Rate Limiting Techniques in .NET Core

Rate limiting is essential for controlling traffic, protecting APIs, and ensuring fair usage. In .NET Core, you can implement various rate limiting algorithms depending on your scenario.

Jun 29, 2025

🛑 What is Rate Limiting?

Rate Limiting is a technique used to control the number of requests a client can make to a server within a specific time period.

It's commonly used to:

🚫 Prevent abuse (e.g., spamming login attempts)
🌐 Manage traffic during high load
💸 Control resource usage (e.g., third-party API costs)
🧑‍⚖️ Ensure fair usage across multiple clients

📈 Real-World Example

Imagine an API that allows users to fetch stock prices.

Without rate limiting:

A single user could make thousands of requests in a second, crashing the system or making it slow for everyone else.

With rate limiting:

You can allow 100 requests per minute per user. If they exceed that, they get a 429 Too Many Requests response.

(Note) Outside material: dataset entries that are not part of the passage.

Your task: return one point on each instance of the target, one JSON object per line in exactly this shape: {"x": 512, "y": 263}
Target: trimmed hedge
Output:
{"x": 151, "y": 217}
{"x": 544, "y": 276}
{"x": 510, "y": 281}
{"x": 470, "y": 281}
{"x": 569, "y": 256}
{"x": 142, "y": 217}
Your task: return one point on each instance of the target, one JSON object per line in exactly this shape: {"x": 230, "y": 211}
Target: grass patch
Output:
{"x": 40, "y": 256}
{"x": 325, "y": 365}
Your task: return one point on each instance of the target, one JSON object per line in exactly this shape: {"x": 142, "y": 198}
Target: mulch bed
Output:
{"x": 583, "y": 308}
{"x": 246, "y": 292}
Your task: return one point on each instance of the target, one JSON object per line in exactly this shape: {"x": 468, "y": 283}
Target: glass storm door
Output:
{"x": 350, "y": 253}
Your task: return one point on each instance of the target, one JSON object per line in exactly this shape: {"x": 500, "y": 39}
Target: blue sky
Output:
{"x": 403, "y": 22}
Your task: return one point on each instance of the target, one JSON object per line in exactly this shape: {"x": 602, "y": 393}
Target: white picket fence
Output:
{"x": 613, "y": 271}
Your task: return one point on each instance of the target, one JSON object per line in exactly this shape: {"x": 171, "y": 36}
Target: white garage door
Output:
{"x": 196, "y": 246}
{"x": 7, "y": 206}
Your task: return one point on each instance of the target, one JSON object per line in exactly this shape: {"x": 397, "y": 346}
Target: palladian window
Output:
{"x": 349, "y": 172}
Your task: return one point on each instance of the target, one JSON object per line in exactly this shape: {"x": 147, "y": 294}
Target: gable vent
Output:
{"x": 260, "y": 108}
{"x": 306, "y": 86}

🔢 Common Types of Rate Limiting Algorithms

1️⃣ Fixed Window Rate Limiter

📘 Concept:
Divides time into fixed-length intervals (windows) and counts the number of requests per client/IP within each window.

🕒 Example:
Allow max 100 requests per minute.
If client makes 100 requests in first 10 seconds, no more are allowed until the next minute.

✅ Pros:

Simple to implement.
Easy to reason about.

❌ Cons:

Allows bursts at window edges (100 requests at 59s, then 100 again at 60s).
Can lead to spikes.

📌 Use Case:

Basic per-user or per-IP API rate limits.

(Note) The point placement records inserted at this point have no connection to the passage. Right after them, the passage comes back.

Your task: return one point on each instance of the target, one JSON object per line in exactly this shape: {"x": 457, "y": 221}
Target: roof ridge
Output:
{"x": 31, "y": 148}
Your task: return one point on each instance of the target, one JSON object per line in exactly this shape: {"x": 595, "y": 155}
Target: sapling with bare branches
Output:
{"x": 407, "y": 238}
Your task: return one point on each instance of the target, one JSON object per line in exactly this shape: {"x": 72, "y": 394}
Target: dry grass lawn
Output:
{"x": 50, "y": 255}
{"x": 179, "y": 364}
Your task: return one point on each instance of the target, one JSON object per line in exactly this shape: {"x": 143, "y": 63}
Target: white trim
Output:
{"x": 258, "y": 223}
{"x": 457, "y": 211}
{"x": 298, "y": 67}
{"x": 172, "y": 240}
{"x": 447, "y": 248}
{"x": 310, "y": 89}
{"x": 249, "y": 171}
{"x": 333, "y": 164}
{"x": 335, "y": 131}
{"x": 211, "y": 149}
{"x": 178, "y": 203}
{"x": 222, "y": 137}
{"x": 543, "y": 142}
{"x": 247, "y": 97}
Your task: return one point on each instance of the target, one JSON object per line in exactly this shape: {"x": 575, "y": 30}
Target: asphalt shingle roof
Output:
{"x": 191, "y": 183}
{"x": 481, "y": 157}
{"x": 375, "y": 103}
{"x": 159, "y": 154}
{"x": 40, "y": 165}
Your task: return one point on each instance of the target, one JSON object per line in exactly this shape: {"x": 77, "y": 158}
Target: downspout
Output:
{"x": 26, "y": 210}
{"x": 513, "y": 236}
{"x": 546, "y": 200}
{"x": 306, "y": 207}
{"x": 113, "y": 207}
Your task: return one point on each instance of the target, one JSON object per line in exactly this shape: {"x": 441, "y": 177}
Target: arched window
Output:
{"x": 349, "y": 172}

2️⃣ Sliding Window Rate Limiter

📘 Concept:
Improves on fixed window by using rolling time periods.
It divides time into segments and calculates limits based on activity in overlapping windows.

🕒 Example:
Allow 100 requests per 60 seconds using 6 × 10-second segments.
Instead of resetting at minute boundaries, it always checks the past 60 seconds.

✅ Pros:

Smoother distribution of requests.
Reduces burst traffic issues.

❌ Cons:

Slightly more complex to implement.

📌 Use Case:

APIs needing steady traffic, like payment gateways or messaging systems.

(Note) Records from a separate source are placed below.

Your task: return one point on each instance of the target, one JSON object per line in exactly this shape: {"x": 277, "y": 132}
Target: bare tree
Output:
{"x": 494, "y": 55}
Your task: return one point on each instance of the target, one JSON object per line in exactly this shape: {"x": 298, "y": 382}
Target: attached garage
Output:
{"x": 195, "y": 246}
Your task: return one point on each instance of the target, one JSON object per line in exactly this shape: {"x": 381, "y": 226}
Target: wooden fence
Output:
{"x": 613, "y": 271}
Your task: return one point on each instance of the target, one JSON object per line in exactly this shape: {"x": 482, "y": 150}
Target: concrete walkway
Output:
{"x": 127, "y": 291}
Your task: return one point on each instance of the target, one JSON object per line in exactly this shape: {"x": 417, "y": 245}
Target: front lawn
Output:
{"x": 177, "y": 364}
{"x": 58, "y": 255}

3️⃣ Token Bucket Rate Limiter

📘 Concept:
A "bucket" holds tokens. Each request consumes one token. Tokens are added at a fixed rate (refill).
If the bucket is empty, the request is rejected or delayed.

🕒 Example:
Bucket size = 20 tokens.
Refill rate = 5 tokens every 10 seconds.
If 20 requests come quickly, user must wait for tokens to refill.

✅ Pros:

Allows short bursts of requests.
More flexible than fixed/sliding windows.
Smooth refill behavior.

❌ Cons:

Needs background task or timer to refill tokens.

📌 Use Case:

Public APIs, bursty traffic (e.g., social apps, IoT sensors).

4️⃣ Concurrency Limiter

📘 Concept:
Limits the number of concurrent in-flight requests. Once the limit is reached, further requests are queued or rejected.

🕒 Example:
Allow max 5 concurrent requests. 6th request must wait until one of the previous completes.

✅ Pros:

Prevents backend overload.
Protects shared resources (e.g., DB or disk I/O).

❌ Cons:

Needs careful handling of long-running operations.

📌 Use Case:

Microservices, long-running APIs, DB-heavy endpoints.

Configuring Rate Limiting

1️⃣ Fixed Window

Limits requests per fixed interval (e.g., 100 requests per minute).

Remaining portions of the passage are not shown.